Multiscale velocity correlations in turbulence and Burgers turbulence: Fusion rules, Markov processes in scale, and multifractal predictions

TL;DR

This paper compares different theoretical approaches to describing multi-scale velocity correlations in turbulence, demonstrating their connections, and extends multifractal predictions to velocity gradient correlations, validated by numerical simulations.

Contribution

It establishes the link between fusion rules and Markov processes in turbulence and generalizes multifractal predictions to higher-order velocity gradient correlations.

Findings

Fusion rules follow from Markov property under inertial range scaling.

Derived a generalized multifractal prediction for velocity gradient correlations.

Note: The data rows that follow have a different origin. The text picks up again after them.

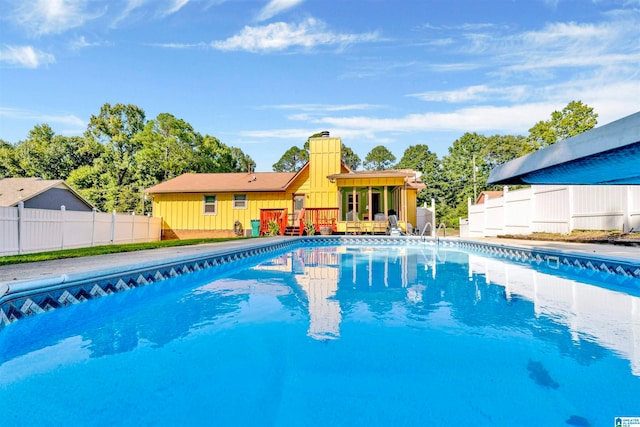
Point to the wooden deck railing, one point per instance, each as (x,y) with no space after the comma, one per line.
(267,216)
(322,217)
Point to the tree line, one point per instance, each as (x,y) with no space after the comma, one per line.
(121,153)
(452,179)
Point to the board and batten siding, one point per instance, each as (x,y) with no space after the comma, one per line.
(186,211)
(324,160)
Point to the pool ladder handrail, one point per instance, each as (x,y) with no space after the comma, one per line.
(442,225)
(424,229)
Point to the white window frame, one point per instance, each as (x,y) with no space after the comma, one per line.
(206,204)
(240,204)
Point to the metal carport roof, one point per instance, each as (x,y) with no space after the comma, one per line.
(609,154)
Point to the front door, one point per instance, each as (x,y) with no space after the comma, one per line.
(298,204)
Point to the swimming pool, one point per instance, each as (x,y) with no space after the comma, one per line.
(358,334)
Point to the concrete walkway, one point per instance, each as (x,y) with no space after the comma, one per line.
(85,265)
(124,260)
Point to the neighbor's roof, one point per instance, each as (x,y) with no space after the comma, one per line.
(15,190)
(606,155)
(224,182)
(413,180)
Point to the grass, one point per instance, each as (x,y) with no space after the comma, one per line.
(101,250)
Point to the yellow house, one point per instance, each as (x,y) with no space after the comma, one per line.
(324,195)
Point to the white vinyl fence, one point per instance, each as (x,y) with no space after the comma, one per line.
(25,230)
(556,209)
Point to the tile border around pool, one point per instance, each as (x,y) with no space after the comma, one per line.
(27,298)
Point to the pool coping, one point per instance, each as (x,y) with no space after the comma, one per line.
(24,298)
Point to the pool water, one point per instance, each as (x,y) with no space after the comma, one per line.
(326,335)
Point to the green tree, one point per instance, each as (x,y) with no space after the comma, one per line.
(213,156)
(49,156)
(421,159)
(379,158)
(116,127)
(574,119)
(242,161)
(457,173)
(9,164)
(502,148)
(166,149)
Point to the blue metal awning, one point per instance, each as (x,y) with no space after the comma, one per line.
(606,155)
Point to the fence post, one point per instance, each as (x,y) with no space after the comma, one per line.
(571,208)
(20,226)
(93,227)
(505,218)
(484,215)
(133,225)
(63,208)
(113,227)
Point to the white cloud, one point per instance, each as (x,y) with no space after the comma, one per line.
(53,16)
(64,119)
(323,108)
(25,57)
(475,94)
(82,43)
(131,6)
(274,7)
(174,6)
(281,36)
(562,45)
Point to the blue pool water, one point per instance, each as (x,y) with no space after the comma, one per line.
(325,335)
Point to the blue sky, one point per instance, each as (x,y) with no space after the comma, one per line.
(263,75)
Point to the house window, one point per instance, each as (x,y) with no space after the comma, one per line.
(210,205)
(239,201)
(350,215)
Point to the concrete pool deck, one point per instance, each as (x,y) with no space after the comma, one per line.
(126,260)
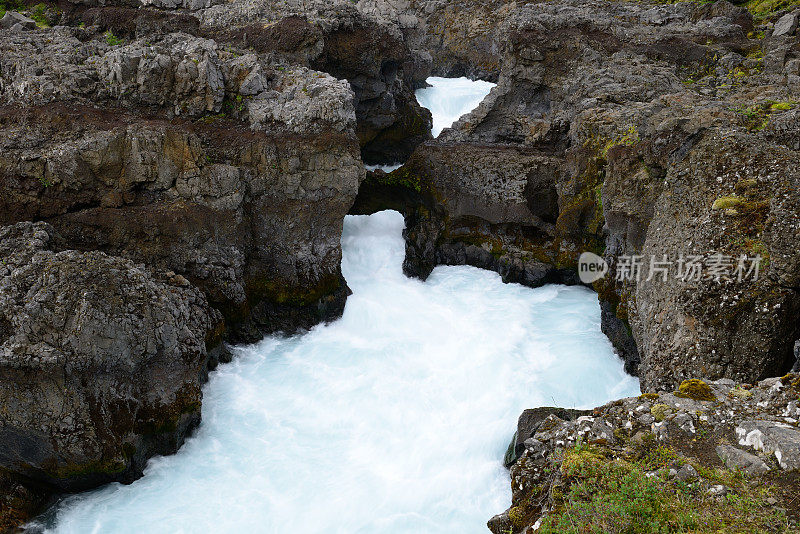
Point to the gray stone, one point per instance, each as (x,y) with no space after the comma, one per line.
(17,21)
(686,473)
(786,25)
(772,438)
(739,459)
(102,361)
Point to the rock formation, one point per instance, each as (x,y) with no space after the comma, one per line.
(701,442)
(190,161)
(101,361)
(630,130)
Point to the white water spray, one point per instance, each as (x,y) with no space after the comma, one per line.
(450,98)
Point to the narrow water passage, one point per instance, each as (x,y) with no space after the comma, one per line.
(393,419)
(450,98)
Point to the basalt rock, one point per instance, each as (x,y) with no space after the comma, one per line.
(750,430)
(204,162)
(335,37)
(101,362)
(623,129)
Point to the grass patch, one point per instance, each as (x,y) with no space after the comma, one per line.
(111,39)
(695,389)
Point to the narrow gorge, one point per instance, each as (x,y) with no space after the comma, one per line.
(299,266)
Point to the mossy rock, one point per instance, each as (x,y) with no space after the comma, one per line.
(660,411)
(695,389)
(729,202)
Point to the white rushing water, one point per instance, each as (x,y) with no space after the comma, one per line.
(393,419)
(450,98)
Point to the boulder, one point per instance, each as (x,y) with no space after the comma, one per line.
(739,459)
(12,19)
(786,25)
(101,361)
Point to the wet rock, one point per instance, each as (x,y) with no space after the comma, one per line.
(776,438)
(14,20)
(101,365)
(530,422)
(614,171)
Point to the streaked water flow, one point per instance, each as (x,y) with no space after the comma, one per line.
(393,419)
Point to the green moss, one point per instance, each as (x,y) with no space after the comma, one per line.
(782,106)
(660,411)
(723,203)
(695,389)
(280,293)
(764,9)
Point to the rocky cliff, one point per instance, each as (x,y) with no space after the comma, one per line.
(101,362)
(707,457)
(663,132)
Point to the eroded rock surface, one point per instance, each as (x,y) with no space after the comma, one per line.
(101,361)
(219,193)
(623,129)
(718,438)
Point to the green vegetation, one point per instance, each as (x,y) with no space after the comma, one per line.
(599,493)
(695,389)
(112,39)
(729,202)
(10,5)
(782,106)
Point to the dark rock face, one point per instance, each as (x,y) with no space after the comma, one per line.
(530,421)
(220,203)
(614,129)
(101,361)
(179,182)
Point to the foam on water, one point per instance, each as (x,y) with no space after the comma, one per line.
(393,419)
(450,98)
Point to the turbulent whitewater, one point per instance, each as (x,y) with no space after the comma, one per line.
(393,419)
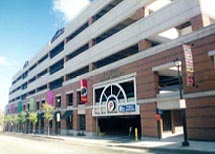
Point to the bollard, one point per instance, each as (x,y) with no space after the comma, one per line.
(136,134)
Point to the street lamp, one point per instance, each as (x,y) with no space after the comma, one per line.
(178,63)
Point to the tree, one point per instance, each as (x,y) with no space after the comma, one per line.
(48,113)
(22,119)
(33,118)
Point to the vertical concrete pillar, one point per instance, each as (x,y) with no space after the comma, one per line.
(90,122)
(148,121)
(199,22)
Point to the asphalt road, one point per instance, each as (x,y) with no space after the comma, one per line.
(36,145)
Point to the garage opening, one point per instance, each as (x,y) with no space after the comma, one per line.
(120,125)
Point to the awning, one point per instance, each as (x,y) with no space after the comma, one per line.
(67,114)
(40,115)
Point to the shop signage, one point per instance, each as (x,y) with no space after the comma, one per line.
(111,106)
(189,65)
(111,74)
(83,91)
(127,108)
(157,117)
(50,96)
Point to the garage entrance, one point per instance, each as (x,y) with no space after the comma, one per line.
(119,125)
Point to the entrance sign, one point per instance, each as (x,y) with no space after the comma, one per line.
(189,65)
(111,98)
(83,91)
(111,106)
(127,108)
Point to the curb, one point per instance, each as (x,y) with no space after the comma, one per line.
(184,151)
(163,149)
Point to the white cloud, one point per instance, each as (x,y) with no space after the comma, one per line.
(66,10)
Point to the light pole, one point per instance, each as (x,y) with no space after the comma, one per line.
(58,116)
(178,63)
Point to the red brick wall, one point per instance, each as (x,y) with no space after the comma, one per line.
(201,118)
(148,122)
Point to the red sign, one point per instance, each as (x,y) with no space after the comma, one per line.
(83,91)
(189,65)
(157,117)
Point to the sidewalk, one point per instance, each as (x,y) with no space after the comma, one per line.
(167,144)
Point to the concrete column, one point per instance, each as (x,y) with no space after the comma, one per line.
(199,22)
(144,44)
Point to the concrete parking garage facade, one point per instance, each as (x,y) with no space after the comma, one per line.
(121,51)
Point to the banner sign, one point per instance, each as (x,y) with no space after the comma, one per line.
(12,108)
(20,106)
(83,91)
(189,65)
(127,108)
(31,104)
(50,97)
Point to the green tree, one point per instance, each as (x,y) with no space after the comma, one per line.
(22,119)
(48,113)
(33,118)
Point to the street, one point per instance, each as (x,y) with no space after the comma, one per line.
(34,145)
(37,145)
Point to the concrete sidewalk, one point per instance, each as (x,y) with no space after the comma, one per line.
(167,144)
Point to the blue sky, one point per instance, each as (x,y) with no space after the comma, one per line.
(25,26)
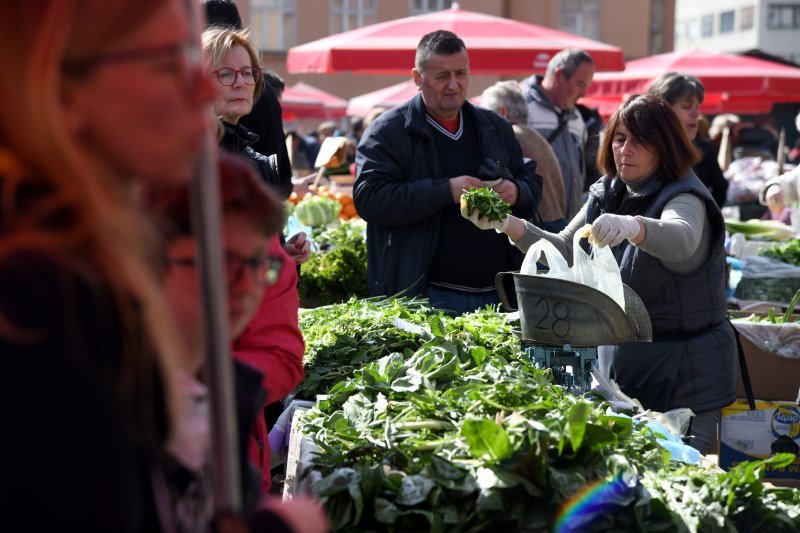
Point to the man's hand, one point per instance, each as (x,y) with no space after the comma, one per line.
(463,183)
(774,197)
(298,248)
(508,191)
(483,222)
(611,229)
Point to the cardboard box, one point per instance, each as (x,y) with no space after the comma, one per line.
(747,435)
(773,377)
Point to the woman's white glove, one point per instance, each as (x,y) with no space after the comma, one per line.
(611,229)
(482,222)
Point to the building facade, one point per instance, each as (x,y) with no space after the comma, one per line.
(639,27)
(737,26)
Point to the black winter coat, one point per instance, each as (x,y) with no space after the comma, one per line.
(400,192)
(238,140)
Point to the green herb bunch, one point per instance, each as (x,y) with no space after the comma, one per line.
(338,270)
(448,427)
(488,203)
(788,252)
(772,318)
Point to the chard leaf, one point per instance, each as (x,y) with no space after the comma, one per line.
(414,489)
(576,424)
(486,439)
(385,511)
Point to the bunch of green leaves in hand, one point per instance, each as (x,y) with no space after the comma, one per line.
(339,270)
(788,252)
(488,203)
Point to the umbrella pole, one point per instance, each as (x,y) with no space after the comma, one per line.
(725,149)
(206,226)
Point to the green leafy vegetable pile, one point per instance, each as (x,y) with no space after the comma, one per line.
(772,318)
(441,424)
(488,203)
(338,270)
(788,252)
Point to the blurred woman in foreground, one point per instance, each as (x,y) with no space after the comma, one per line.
(100,97)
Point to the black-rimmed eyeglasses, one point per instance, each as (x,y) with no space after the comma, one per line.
(264,271)
(227,76)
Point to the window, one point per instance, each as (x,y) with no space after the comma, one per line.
(726,19)
(691,29)
(746,16)
(783,17)
(657,27)
(418,7)
(706,25)
(581,17)
(351,14)
(273,24)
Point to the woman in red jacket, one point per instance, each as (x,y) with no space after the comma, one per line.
(262,303)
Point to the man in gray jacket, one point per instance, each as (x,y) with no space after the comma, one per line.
(551,111)
(414,162)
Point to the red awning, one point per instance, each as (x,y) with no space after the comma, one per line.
(496,46)
(733,84)
(306,101)
(360,106)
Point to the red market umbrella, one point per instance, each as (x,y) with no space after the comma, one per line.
(496,46)
(734,84)
(302,100)
(360,106)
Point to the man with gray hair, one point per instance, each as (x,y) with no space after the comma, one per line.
(414,162)
(551,111)
(507,100)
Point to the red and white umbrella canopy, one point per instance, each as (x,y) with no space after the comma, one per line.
(496,45)
(302,100)
(360,106)
(733,84)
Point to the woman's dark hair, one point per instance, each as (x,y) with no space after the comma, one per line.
(240,189)
(674,86)
(650,120)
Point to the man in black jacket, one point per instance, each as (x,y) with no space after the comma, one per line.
(413,164)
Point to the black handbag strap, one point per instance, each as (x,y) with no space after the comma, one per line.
(748,387)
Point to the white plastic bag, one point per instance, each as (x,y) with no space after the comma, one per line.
(599,271)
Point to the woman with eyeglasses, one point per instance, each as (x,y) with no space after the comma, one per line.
(100,97)
(233,62)
(254,264)
(272,341)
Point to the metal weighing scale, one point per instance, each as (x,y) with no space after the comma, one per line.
(562,323)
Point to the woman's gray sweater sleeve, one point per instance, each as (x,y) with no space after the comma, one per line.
(681,238)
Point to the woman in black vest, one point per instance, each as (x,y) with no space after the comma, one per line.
(667,233)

Validated theoretical results with direct numerical simulations of Burgers turbulence.

Abstract

We compare different approaches towards an effective description of multi-scale velocity field correlations in turbulence. Predictions made by the operator product expansion, the so-called fusion rules, are placed in juxtaposition to an approach that interprets the turbulent energy cascade in terms of a Markov process of velocity increments in scale. We explicitly show that the fusion rules are a direct consequence of the Markov property provided that the structure functions exhibit scaling in the inertial range. Furthermore, the limit case of joint velocity gradient and velocity increment statistics is discussed and put into the context of the notion of dissipative anomaly. We generalize a prediction made by the multifractal (MF) approach derived in [Phys. Rev. Lett. 80, 3244 (1998)] to correlations among inertial range velocity increment and velocity gradients of any order. We show that for the case of squared velocity gradients such a relation can be derived from "first principles" in the case of Burgers equation. Our results are benchmarked by intensive direct numerical simulations of Burgers turbulence.